To find this function, we integrate each part of the differential equation. The integration is done with respect to one variable at a time, considering the other variable as a constant, which may introduce an arbitrary function of the other variable as a 'constant' of integration.

The potential function provides not just the solution but a deeper understanding of the behavior of the system described by the differential equation, as it encapsulates the whole system's state in a single expression.

Integration of Differential Equations

Integration is a critical operation in mathematics, particularly when we aim to solve differential equations. In the context of differential equations, integration is not merely finding an antiderivative, but a systematic approach to uncovering the potential function from the given components of the equation.

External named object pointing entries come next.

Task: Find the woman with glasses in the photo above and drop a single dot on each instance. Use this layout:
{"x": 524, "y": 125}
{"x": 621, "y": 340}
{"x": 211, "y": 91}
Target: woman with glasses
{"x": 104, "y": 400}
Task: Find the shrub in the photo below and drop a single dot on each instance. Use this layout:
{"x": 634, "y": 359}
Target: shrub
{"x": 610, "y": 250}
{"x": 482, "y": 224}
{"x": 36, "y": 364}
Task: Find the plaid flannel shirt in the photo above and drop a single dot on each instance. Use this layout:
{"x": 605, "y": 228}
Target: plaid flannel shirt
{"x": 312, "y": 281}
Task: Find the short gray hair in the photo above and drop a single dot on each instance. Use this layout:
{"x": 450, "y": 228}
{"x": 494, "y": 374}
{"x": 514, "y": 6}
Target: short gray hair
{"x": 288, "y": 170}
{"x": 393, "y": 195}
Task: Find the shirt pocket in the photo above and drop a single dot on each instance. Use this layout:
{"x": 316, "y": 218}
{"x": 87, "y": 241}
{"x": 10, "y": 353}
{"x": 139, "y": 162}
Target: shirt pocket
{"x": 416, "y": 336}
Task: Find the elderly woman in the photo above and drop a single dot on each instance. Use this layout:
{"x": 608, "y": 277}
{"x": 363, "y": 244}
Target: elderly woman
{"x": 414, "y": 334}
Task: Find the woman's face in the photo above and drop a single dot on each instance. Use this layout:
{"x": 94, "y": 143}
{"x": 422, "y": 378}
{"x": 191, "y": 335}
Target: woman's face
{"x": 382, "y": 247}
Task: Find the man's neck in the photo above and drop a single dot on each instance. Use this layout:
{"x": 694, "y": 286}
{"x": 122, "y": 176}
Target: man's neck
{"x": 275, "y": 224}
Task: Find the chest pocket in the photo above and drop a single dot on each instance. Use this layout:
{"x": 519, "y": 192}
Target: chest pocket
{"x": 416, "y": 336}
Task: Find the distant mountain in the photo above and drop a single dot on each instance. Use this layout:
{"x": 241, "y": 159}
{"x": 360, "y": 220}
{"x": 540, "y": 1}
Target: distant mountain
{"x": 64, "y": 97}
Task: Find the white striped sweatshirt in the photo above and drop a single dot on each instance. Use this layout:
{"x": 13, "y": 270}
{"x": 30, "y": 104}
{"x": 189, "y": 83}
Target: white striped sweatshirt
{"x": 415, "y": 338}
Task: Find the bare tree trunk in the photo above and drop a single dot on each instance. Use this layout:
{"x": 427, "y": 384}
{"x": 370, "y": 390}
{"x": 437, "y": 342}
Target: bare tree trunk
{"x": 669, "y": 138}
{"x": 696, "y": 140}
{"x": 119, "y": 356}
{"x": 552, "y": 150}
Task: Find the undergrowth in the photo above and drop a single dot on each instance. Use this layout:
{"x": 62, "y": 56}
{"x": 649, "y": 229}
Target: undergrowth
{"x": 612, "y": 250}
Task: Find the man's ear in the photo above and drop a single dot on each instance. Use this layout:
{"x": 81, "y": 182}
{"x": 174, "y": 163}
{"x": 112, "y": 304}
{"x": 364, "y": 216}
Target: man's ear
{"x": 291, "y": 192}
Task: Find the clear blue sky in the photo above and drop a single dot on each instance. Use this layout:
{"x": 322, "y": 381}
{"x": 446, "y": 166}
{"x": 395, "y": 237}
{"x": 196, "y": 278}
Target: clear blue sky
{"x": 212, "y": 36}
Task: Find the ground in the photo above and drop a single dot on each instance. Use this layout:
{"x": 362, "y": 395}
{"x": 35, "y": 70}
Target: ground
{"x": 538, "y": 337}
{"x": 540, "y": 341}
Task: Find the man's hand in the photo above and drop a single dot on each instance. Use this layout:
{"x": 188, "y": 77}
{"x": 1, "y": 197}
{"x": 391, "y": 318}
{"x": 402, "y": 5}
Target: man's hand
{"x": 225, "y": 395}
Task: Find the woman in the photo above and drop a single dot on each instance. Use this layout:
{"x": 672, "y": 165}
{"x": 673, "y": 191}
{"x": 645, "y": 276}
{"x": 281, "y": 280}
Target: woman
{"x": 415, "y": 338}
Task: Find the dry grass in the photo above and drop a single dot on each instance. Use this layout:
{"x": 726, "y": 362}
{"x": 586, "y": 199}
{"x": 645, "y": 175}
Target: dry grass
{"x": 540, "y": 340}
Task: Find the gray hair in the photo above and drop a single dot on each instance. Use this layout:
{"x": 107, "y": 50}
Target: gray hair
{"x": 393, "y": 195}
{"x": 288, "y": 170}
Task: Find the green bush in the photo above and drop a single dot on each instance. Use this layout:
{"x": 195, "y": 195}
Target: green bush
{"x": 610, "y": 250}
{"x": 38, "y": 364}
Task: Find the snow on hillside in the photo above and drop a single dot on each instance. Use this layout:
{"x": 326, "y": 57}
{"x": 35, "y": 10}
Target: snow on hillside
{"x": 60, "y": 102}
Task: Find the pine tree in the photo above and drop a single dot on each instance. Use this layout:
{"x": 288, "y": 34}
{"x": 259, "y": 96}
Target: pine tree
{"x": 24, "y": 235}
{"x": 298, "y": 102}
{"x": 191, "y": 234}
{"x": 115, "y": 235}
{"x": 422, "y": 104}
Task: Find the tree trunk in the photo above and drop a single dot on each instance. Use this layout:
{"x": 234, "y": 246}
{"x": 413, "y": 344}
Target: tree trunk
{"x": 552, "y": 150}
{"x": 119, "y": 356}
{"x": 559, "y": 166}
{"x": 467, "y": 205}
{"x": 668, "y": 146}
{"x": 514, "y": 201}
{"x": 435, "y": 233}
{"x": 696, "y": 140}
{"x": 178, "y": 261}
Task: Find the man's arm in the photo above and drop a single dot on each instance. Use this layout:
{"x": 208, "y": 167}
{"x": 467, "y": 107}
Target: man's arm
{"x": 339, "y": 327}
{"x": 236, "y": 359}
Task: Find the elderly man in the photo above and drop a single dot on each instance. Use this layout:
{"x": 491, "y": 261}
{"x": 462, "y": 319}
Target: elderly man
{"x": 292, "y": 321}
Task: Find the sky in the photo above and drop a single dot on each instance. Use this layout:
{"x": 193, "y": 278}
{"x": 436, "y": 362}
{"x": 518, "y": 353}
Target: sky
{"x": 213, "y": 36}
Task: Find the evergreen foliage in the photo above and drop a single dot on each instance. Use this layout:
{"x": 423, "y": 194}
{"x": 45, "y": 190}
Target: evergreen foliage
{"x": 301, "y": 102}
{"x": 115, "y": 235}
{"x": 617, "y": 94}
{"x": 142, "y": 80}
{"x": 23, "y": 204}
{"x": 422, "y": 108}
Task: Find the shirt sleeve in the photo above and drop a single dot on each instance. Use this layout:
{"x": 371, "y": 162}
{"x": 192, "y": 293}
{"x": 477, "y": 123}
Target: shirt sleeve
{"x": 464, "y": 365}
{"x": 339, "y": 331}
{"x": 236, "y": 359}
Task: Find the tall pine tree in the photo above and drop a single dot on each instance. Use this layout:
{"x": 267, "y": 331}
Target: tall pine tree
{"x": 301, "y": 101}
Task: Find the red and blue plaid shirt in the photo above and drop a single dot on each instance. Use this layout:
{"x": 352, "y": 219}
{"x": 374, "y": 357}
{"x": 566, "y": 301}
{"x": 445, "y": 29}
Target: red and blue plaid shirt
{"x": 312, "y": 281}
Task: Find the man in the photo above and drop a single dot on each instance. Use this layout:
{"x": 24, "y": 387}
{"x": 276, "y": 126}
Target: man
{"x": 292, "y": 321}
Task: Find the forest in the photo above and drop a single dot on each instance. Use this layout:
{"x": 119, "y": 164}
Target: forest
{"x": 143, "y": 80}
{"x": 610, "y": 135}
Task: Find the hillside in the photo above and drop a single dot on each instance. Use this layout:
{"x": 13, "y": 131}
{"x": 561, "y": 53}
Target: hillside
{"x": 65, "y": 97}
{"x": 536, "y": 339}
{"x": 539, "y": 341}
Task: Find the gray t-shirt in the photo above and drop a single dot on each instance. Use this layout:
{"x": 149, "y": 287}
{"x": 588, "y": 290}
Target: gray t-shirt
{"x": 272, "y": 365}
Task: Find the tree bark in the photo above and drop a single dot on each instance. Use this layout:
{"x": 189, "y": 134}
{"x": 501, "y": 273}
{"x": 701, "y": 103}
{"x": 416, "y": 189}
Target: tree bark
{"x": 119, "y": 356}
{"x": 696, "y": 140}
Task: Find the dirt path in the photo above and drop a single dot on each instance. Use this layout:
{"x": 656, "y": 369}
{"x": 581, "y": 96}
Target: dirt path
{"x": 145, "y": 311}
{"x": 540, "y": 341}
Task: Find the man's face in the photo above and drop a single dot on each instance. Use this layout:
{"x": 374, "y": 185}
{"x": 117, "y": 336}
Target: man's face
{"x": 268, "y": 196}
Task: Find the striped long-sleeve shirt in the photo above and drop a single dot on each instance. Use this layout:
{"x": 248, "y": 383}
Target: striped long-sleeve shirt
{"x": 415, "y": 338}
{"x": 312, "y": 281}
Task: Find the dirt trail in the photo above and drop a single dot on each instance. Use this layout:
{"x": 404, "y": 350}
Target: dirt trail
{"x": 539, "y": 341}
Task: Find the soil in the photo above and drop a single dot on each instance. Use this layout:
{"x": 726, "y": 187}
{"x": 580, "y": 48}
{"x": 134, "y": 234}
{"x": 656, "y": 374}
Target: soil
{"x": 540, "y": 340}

In our example, we integrated \( M(x, y) \) with respect to \( x \) to find a part of \( \Psi \) that corresponds to \( M \), then differentiated this integrated expression with respect to \( y \) to find the 'missing piece', the function \( H(y) \). This method shows the interconnectedness of differentiation and integration in finding solutions to exact differential equations.

Level Curves

Level curves, or contour lines, are a graphical representation of a 3D surface on a 2D plane, where each curve represents points at which a function has the same value, commonly referred to as 'level'. They are especially useful in fields such as geography, engineering, and physics.

In the scenario of solving exact differential equations, the level curves of the potential function \( \Psi \) represent the solution. Each curve is associated with a constant value that the potential function takes, defining a relationship between the variables \( x \) and \( y \). Essentially, the curves are a family of solutions, and any one of them, selected by a specific value of \( k \), will satisfy the original differential equation, as seen in the final form of the solution in our exercise.